Echoing Betrayal, pt I
- anfalasx
- Nov 7, 2024
- 4 min read
Updated: Nov 23, 2024
The job had sounded simple enough, at least by the standards Echo’s team usually worked by—breaking into an abandoned nuclear power plant, slipping past whatever automated security still lingered, and snatching an arc resonator, a rare piece of tech buried somewhere in the reactor’s depths. The plant was an ancient relic, long disused, and the arc resonator was worth a fortune to the right buyers. But Echo should’ve known—jobs like this were never as straightforward as they seemed.
She moved with her team through the shadowed corridors of the facility, her ravens hovering silently around her, their cloaking fields active. The old walls hummed faintly, a reminder of the dormant power that lingered here, even after all these years.
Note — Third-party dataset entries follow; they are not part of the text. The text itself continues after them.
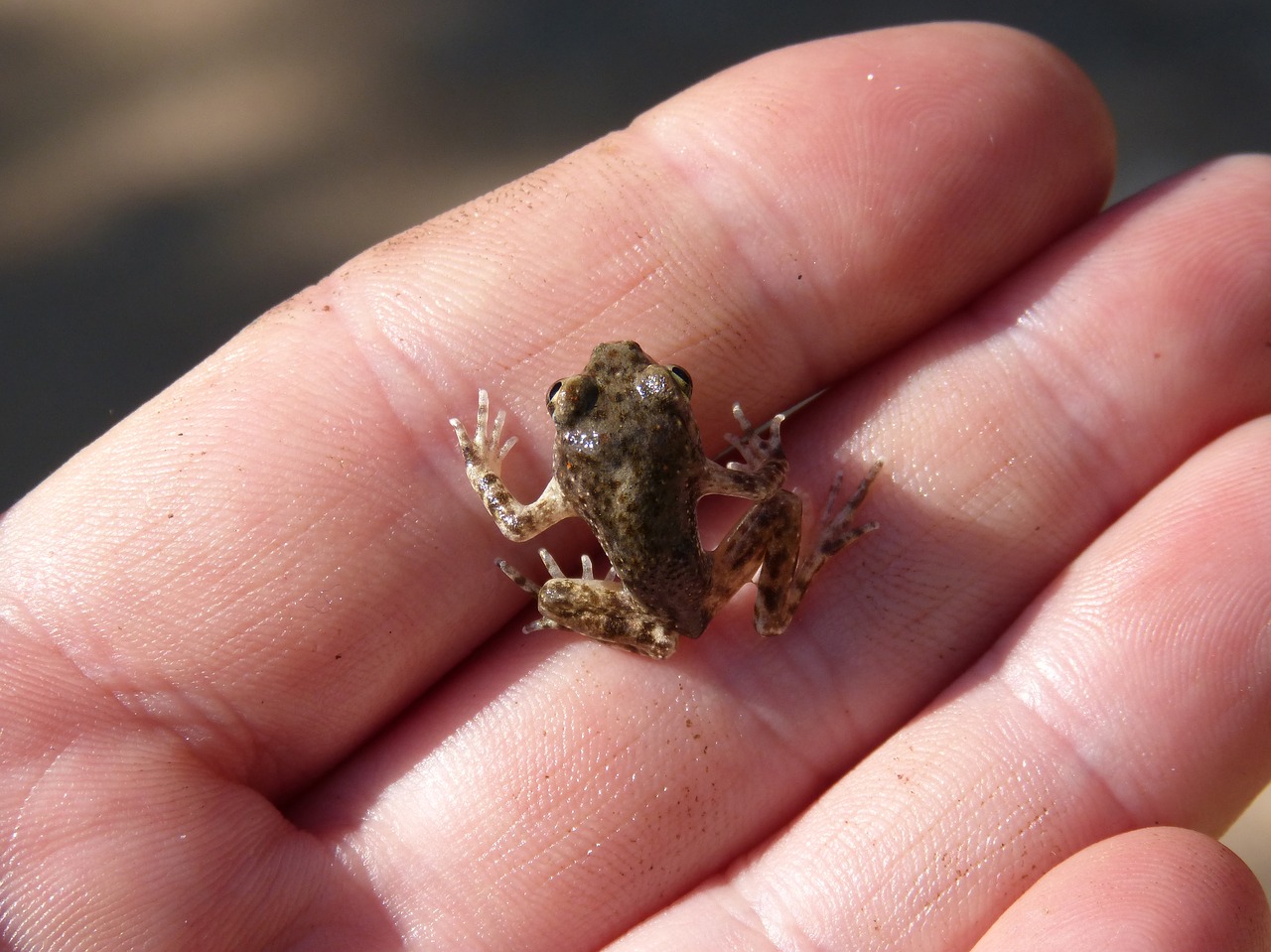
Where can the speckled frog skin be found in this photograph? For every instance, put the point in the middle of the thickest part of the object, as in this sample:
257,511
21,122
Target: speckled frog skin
628,461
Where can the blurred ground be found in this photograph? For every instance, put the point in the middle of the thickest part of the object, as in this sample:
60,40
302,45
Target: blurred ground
171,171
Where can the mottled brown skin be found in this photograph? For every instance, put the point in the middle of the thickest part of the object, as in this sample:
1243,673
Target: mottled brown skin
628,461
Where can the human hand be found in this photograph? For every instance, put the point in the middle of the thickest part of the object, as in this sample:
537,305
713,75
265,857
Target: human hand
263,687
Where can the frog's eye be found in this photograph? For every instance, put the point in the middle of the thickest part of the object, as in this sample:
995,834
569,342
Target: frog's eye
681,377
552,391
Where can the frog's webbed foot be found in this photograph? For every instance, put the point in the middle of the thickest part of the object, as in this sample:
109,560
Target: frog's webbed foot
482,452
835,530
534,589
599,608
754,448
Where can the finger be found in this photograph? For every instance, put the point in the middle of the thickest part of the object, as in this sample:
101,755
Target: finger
632,780
1165,889
270,557
1117,702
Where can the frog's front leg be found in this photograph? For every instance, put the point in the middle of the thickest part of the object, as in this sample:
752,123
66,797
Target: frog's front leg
598,608
484,462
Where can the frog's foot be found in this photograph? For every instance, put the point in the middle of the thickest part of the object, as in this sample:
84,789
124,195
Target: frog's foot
755,449
482,450
554,572
835,529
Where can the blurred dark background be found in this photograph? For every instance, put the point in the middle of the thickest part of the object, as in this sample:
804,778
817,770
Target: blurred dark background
168,171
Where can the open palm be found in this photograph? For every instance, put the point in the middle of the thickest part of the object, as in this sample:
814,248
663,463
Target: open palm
263,687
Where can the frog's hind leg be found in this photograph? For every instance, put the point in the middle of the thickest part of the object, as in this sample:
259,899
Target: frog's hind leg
767,538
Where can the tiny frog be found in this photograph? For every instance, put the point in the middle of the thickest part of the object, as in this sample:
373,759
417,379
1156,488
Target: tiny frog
628,459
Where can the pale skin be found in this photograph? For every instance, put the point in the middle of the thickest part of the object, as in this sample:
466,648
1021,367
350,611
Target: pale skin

Everything smelled of stale metal and ozone. She kept to the rear, as was her usual role, monitoring their six with the precision her augment-enhanced senses allowed. There was a tension in the air, but she chalked it up to nerves—nuclear plants had a way of putting everyone on edge.
They descended deeper, moving through rusted stairwells and narrow maintenance shafts, until finally, they reached the heart of the plant: the reactor chamber. It was an imposing sight, a vast circular room filled with towering machinery and a central reactor that looked like a sleeping giant. The arc resonator they sought was nestled against the core, suspended in a containment field to avoid the residual radiation.
Echo didn’t realize something was off until her teammates began moving just a little too quickly, keeping just out of her reach as she secured the resonator, packing it carefully to avoid triggering any dormant alarms. She glanced up, catching the last of her team slipping through a door on the far side of the chamber. A chill settled in her gut.
“Hey, wait—” she called out, but her voice echoed into emptiness. They were already gone.
“Alpha One, what's going on?” She demanded over the commnet.
“... I'm sorry, Echo. Good luck - you'll need it.” Came the muffled response, followed by a notification that the commnet had been disbanded.
Then the door clanged shut, a heavy, mechanical finality that sent adrenaline rushing through her veins. Her ravens flitted to her side, sensing her alarm, and she tapped into the network to command one to check the door. As it hovered near, she heard the whir of servos locking into place, followed by a deep hum as the reactor began to stir.
“Reactor initiating overload sequence. Please evacuate immediately.”
The automated voice droned through the chamber, cold and indifferent. She could see a timer beginning to count down on one of the old control panels: five minutes. Panic clawed at her throat, but she forced it down. She didn’t have time for anger, for betrayal. All that mattered was getting out.
Echo sprinted toward the door, pulling out her rail gun and blasting at the lock, but it was reinforced—a standard industrial door, far thicker than she could handle without heavy explosives. Her mind raced. If she didn’t find another way out, she’d be vaporized when the reactor went critical. She had three minutes left, tops.
“Ravens, scan for exits,” she whispered, her voice steady despite the fear that gnawed at her. The drones flitted around her, scanning walls, vents, anything that might provide an escape. The seconds ticked down, her heartbeat pounding in her ears as her ravens analyzed every inch of the chamber.
Then, one of them found something—a service hatch, hidden in the shadows near the floor on the far side of the room. It was small, barely wide enough for her to crawl through, but it led to a maintenance tunnel that snaked its way back to the upper levels.
“Go,” she whispered to her ravens, sending them ahead to scout the path, clearing her escape route as best they could.
With no time to spare, she dropped down, wriggling through the narrow hatch, feeling the heat of the reactor building behind her. She was nearly halfway through when she felt a searing pain on her arm—an edge of metal had sliced her skin, and blood was already pooling around her elbow. She ignored it, her mind focused solely on reaching the surface.
The seconds stretched endlessly as she crawled, gasping for breath as the tunnel narrowed and twisted. Her ravens provided status updates, pinging her with every inch of progress. The vibrations in the walls grew, and she knew she had only moments left before the entire structure would be engulfed in a catastrophic burst of energy.
Finally, she emerged into a derelict corridor, barely managing to haul herself up as the countdown hit zero. She threw herself behind a concrete pillar as the explosion roared through the complex. The shockwave rattled her bones, the blast so powerful it shook the ground, sending debris raining down around her.
For a moment, she lay there, trembling, her body aching from the crawl, from the burns and scrapes, from the searing realization that her team—the people she’d trusted with her life—had left her to die. The ravens hovered close, their circuits humming in worry, almost as if they were comforting her.
Echo didn’t cry. She didn’t scream. She simply pushed herself up, gritting her teeth as she activated her cloaking field and disappeared into the shadows. If her team thought she was dead, they wouldn’t be looking over their shoulders for her.
But they’d underestimated her. And in the days to come, she would make sure they knew—no one betrayed Echo and walked away unscathed.